Alors qu’il est enfant et joue dans les rues avec sa sœur adoptive Ulli, Lantos rencontre un géant – figure de conte s’il en est – prénommé Aberoze. Les deux enfants l’aident à gagner Vera Sol, et continuent d’échanger des lettres avec lui pendant quelques années. Dans une dernière lettre, le géant les met en garde contre Vera Sol, contre son implacable violence. C’est un lieu de perdition et de désillusion, de terreur et de misères. C’est de fait cette réalité-là que raconte Mur de nuages : le quotidien de Lantos est une succession de frustrations, ses conditions de vie sont miteuses. Marie Modiano s’attarde sur la description des pieds de son personnage, couverts de poils et de cors jaunâtres, alors qu’il se dit à lui-même qu’ils sont « à l’image des errements de sa vie ».

Tout se passe comme si la ville venait pourrir le corps de Lantos, le gagner par le sol et le contaminer petit à petit. C’est son problème d’ancrage qui le ronge, le gagne, dans une progression lente qui vient incarner l’autre souci du temps qui passe : il approche la trentaine, sa vie n’est que précarité, financière, matérielle, affective, professionnelle.

Ces autres considérations achèvent d’enrayer le conte : aux destinées merveilleuses et fantastiques du genre se substitue le récit réaliste d’une vie précaire, dans laquelle les rebondissements sont moins des péripéties narratives qu’un ensemble de préoccupations quotidiennes – essentiellement des soucis de pauvres.

En hybridant les genres, Marie Modiano ne semble pas chercher à les marier et les faire cohabiter heureusement : c’est au contraire leur irréconciabilité qui conduit le roman, qui renverse le sens des motifs qu’elle pose de part et d’autre de cette frontière. Ainsi, la laideur et les physiques spectaculaires des personnages glisse du merveilleux vers un réalisme effrayant : la difformité, l’étrangeté des gestes n’est qu’un symptôme de la façon dont la pauvreté endémique des bas-quartiers abîme le corps et le mental des individus, jusqu’à les rendre fou et les achever. Ce ne sont pas des démon·es, ce sont des clochard·es, rendus débiles par la violence de la rue, vieilli·es prématurément par le froid qui les traque jusqu’à la mort. Et c’est seulement en contraste de ceci que la beauté des quartiers luxueux et la bonne santé des corps qui y résident paraissent aussi merveilleuses.

L’intuition même de Lantos, qui est à la fois son désir affamé de croire et rêver à un monde meilleur, et le pressentiment glauque d’une catastrophe sur le point de survenir, peut se lire dans cet autre registre du réalisme social comme l’ambition illusoire d’un pauvre, couplé au souci de sa précarité quotidienne. Le pressentiment prophétique du conte serait ainsi ramené, dans le cadre d’un récit plus documentaire sur nos sociétés, à la simple question du lendemain incertain, de la fin de mois et de la hantise d’un futur qui ne promet rien de bon.

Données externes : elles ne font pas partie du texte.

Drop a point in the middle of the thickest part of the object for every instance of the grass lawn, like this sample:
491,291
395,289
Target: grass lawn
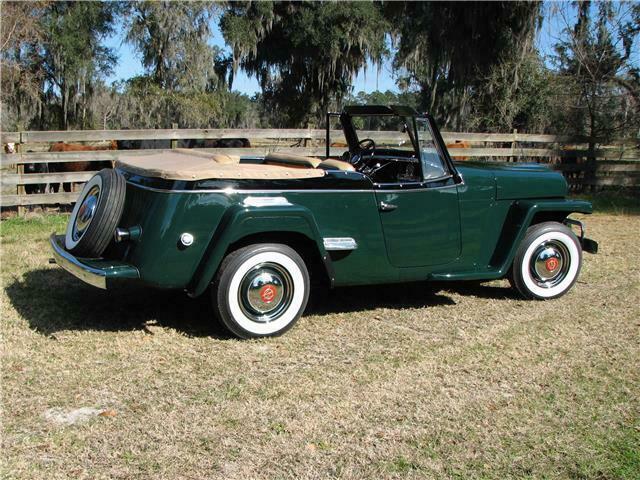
412,381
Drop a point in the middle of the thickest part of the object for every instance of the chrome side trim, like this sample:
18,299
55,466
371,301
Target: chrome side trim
265,202
231,191
71,264
333,244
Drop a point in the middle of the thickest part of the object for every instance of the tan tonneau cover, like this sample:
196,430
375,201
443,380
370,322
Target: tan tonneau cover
182,164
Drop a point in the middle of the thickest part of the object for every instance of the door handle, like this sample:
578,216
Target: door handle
386,207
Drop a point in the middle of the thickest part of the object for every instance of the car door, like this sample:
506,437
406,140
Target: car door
421,220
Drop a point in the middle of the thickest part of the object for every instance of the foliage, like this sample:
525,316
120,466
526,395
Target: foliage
60,64
595,59
448,48
304,54
502,104
172,40
474,66
20,91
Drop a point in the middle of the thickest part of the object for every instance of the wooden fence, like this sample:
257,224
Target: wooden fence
615,165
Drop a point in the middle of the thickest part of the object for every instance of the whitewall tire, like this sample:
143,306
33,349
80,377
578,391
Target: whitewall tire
547,262
261,290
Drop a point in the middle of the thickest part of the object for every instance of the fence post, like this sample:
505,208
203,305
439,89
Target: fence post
174,142
20,189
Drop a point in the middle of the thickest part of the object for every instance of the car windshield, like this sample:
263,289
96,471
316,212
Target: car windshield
432,164
388,131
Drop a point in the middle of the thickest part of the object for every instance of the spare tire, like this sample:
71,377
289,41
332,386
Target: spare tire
96,214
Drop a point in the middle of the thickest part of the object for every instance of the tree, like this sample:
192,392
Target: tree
20,66
172,40
447,49
600,76
303,54
73,56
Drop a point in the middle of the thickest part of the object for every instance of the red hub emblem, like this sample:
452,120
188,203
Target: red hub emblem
552,264
268,293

Le pressentiment se réalise malgré tout dans une forme moins individuelle que cela, puisque le roman glisse progressivement vers le pire en suscitant une série de morts autour du personnage de Lantos. Les passants tombent comme des mouches, les cadavres s’amoncellent dans les rues. Cette progression dans la catastrophe achève de nous amener lecteurices à considérer nos propres sociétés, plutôt qu’à nous plonger dans la fiction d’un monde où les règles seraient différentes. Cette catastrophe, qui coupe la ville en deux, les riches faisant barrière aux pauvres, le pouvoir instaurant des distances de sécurité, pourrait très bien métaphoriser la crise sanitaire telle que nous l’avons vécue dans ses premiers temps, incompréhensible, renversante – littéralement catastrophique –, et pour cela quasiment impossible à appréhender justement.

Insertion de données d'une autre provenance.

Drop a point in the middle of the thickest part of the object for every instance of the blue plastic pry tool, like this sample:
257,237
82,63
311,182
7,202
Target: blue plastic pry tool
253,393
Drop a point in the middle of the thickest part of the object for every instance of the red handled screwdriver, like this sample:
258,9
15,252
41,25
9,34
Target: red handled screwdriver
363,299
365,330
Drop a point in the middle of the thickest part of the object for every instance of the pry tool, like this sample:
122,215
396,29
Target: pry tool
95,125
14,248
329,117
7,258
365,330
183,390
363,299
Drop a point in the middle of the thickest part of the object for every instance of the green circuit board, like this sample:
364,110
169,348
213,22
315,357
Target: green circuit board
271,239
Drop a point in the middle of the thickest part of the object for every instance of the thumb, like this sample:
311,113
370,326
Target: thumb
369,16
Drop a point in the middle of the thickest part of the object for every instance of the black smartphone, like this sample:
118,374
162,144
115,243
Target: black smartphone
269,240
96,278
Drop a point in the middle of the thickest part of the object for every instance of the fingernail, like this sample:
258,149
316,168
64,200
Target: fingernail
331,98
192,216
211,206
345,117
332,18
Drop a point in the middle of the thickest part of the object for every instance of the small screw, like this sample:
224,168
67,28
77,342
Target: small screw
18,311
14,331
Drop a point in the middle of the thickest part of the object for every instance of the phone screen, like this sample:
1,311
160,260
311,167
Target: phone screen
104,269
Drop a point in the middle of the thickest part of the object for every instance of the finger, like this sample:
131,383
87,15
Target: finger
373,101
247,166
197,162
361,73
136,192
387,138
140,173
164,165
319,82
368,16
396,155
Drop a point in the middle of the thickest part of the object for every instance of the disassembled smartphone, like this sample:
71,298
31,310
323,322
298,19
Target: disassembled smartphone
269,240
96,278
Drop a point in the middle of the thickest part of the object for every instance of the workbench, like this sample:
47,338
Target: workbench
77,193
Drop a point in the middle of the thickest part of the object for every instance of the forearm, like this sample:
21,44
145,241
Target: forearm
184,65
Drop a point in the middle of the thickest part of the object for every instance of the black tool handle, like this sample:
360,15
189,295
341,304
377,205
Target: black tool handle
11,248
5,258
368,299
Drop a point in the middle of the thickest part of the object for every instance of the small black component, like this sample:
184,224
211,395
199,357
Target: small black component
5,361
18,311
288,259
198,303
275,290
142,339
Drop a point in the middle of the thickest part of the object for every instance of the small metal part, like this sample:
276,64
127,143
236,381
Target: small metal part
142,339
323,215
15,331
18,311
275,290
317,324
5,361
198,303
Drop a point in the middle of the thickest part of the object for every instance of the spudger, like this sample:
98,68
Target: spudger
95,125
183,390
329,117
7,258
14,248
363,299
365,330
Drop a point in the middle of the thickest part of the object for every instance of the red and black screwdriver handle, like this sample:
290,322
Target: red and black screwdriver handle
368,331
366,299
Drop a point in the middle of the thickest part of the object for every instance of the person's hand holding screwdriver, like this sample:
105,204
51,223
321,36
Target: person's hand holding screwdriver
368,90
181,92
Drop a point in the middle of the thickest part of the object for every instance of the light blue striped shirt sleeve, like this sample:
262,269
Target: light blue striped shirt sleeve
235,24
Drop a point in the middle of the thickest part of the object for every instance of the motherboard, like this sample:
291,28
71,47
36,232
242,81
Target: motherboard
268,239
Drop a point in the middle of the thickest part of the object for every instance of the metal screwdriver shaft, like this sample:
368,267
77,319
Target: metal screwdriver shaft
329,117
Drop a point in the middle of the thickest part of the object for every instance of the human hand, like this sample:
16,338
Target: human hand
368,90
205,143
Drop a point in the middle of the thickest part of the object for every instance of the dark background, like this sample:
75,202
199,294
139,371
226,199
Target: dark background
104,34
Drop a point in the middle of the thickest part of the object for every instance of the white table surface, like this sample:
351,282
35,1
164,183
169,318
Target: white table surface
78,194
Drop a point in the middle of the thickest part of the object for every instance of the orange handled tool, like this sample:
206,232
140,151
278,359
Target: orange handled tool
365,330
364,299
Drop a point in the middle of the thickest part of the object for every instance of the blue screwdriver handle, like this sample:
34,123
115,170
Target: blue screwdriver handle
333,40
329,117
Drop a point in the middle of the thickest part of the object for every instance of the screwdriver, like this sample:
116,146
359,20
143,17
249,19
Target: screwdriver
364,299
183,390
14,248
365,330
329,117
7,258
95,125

Mais nous ne saisissons la situation que par le truchement de Lantos, dont l’état se dégrade subitement au point de nous couper de la réalité ; il devient impossible de discerner ce qui de cette situation a toujours été, de ce qui la rend nouvelle. En somme, ce pourrait n’être rien d’autre que l’œuvre ininterrompue de la pauvreté, qui détruit les corps et les vies, contamine les populations, se propage et se répand ; qui sévit dans les poches de misère, qui fracture la société chaque jour un peu plus.

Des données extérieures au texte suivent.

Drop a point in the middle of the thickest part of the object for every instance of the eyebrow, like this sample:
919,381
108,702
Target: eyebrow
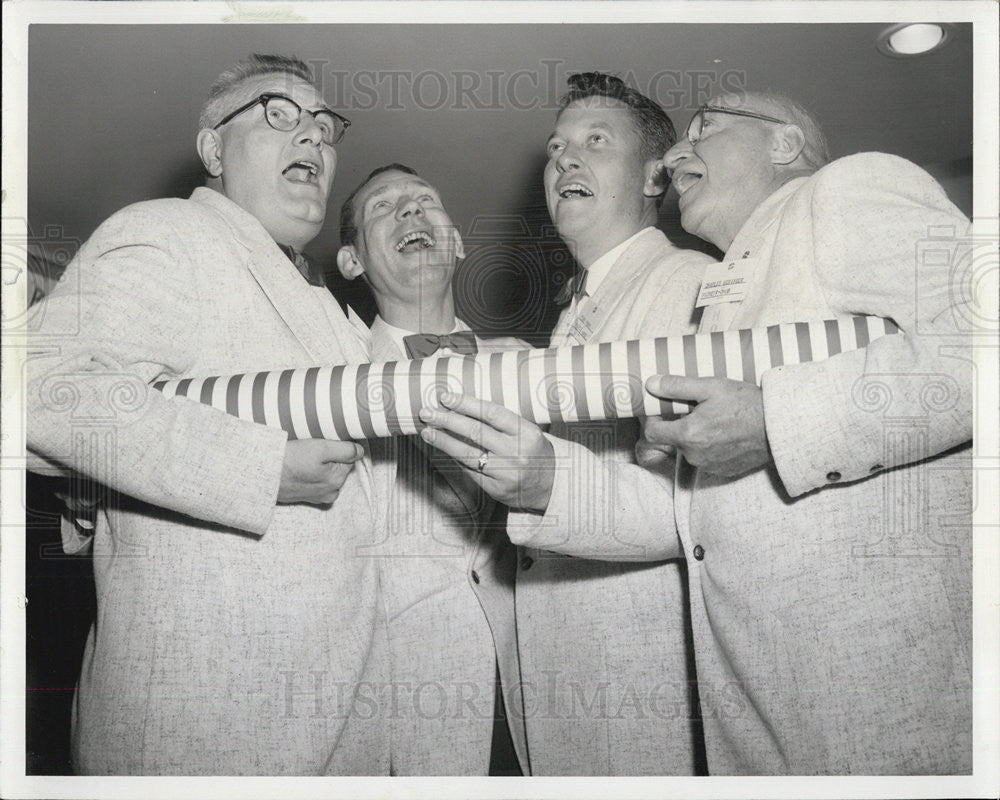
323,106
593,126
384,189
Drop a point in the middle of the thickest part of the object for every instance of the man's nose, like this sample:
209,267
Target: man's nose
409,207
568,160
309,131
676,155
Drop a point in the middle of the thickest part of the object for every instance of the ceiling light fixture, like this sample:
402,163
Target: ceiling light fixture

Cette noirceur-là, que déploie Marie Modiano, n’est pas de l’ordre du fantasme. Mais s’il n’y avait que la noirceur, sans le conte, sans les rêves, sans intuitions sensibles et songeuses, sans une musique pour se jouer dans la tête, dans les interstices et les marges, il n’y aurait pas non plus de place pour vivre, ainsi que le pressent – si justement – Lantos. Il n’y a pas de roman sans conte ; ni de réalité hors du rêve et, vraiment, « quelle étrange histoire que celle de vivre ».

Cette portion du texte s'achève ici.